Безо всякой симпатии относясь к большевизму, Вернадский, однако, увидел, что в стране разбужена мощная социальная энергия и существенную ее часть власть направляет на развитие науки. А для Вернадского история человечества — прежде всего история науки и техники. Это и было основой его сотрудничества с властью, но не затуманило его взгляд на реальность. Свои социальные наблюдения Вернадский не боялся заносить в дневник с точностью естествоиспытателя. Его свидетельства о жестокой эпохе и о наступлении ядерной эры мы еще услышим — и еще вернемся к его взгляду на историю.
С тех пор как по воле Петра Великого возникла новая столица России, взаимоотношение двух столиц было важным элементом культурной жизни страны. В Петербурге рядом с учреждениями государственной власти располагалась Императорская академия наук, в которой доминировали петербуржцы и гуманитарии. Для москвича и физика Петра Лебедева места в академии не нашлось, что не мешало московской физике заметно опережать петербургскую по научным достижениям.
Положение изменилось после ухода Лебедева из Московского университета. По свидетельству тогдашнего студента, а впоследствии президента Академии наук Сергея Вавилова, «Московский университет на долгие годы, до революции, остался без своей коренной профессуры. Вместо выдающихся ученых были приглашены случайные люди. Научная жизнь университета за эти годы замерла и захирела»17.

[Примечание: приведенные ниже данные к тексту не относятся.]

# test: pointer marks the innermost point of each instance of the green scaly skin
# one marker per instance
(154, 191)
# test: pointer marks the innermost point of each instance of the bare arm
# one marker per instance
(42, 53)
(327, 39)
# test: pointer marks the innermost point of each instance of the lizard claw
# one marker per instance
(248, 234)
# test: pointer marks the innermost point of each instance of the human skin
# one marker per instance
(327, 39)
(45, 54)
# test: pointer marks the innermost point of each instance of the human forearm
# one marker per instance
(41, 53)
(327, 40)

Вместе с Лебедевым университет покинули и его ученики. Ближайший ученик Петр Лазарев за год до того сообщил в очередном письме-отчете о делах в лаборатории: «Недавно заявился новый аспирант Сахаров; он очень хорошо выполнил работу [в мастерской]. Я его узнал еще ранее, в начале этого года, когда он слушал мой курс, и разговоры с ним показали, что он и читал порядочно, и соображает хорошо. Мне кажется, что было бы поэтому хорошо его пристроить с осени у нас, тем более, что тема о диффузии еще никому не дана, и для процессов в нервах она очень важна»18.

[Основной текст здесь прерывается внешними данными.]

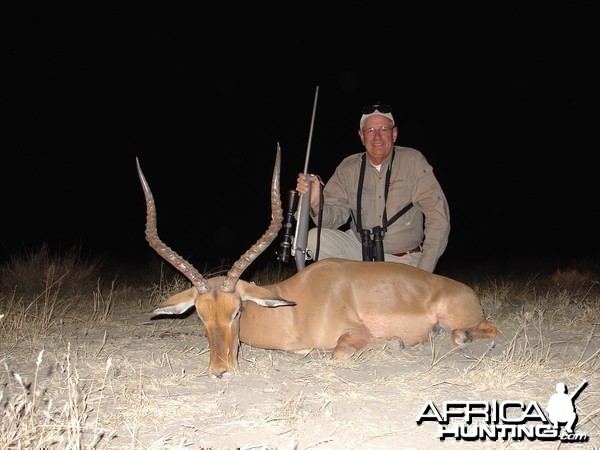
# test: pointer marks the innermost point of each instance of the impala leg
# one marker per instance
(349, 343)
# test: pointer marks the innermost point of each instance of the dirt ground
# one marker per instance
(105, 376)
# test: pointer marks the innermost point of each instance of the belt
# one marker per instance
(414, 250)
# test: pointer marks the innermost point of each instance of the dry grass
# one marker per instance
(86, 369)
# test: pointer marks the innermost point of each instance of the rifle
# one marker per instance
(298, 213)
(303, 213)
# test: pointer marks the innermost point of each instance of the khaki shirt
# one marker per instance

Речь идет об отце Андрея Сахарова. Дмитрий Иванович начал учебу в университете с медицинского факультета, перейдя через год на физико-математический. Это могло дополнительно расположить к нему Лазарева, медика по первому своему образованию. Лазарев занимался биофизикой, но не только поэтому не мог заменить Лебедева — тот превосходил всех своих учеников и научной широтой, и яркостью таланта, и силой личности. Однако после безвременной смерти учителя Лазареву все-таки пришлось занять его место: в 1916 году он стал директором только что построенного Физического института, а в 1917-м его избрали академиком — решающий голос в его поддержку, можно сказать, подал из могилы Лебедев.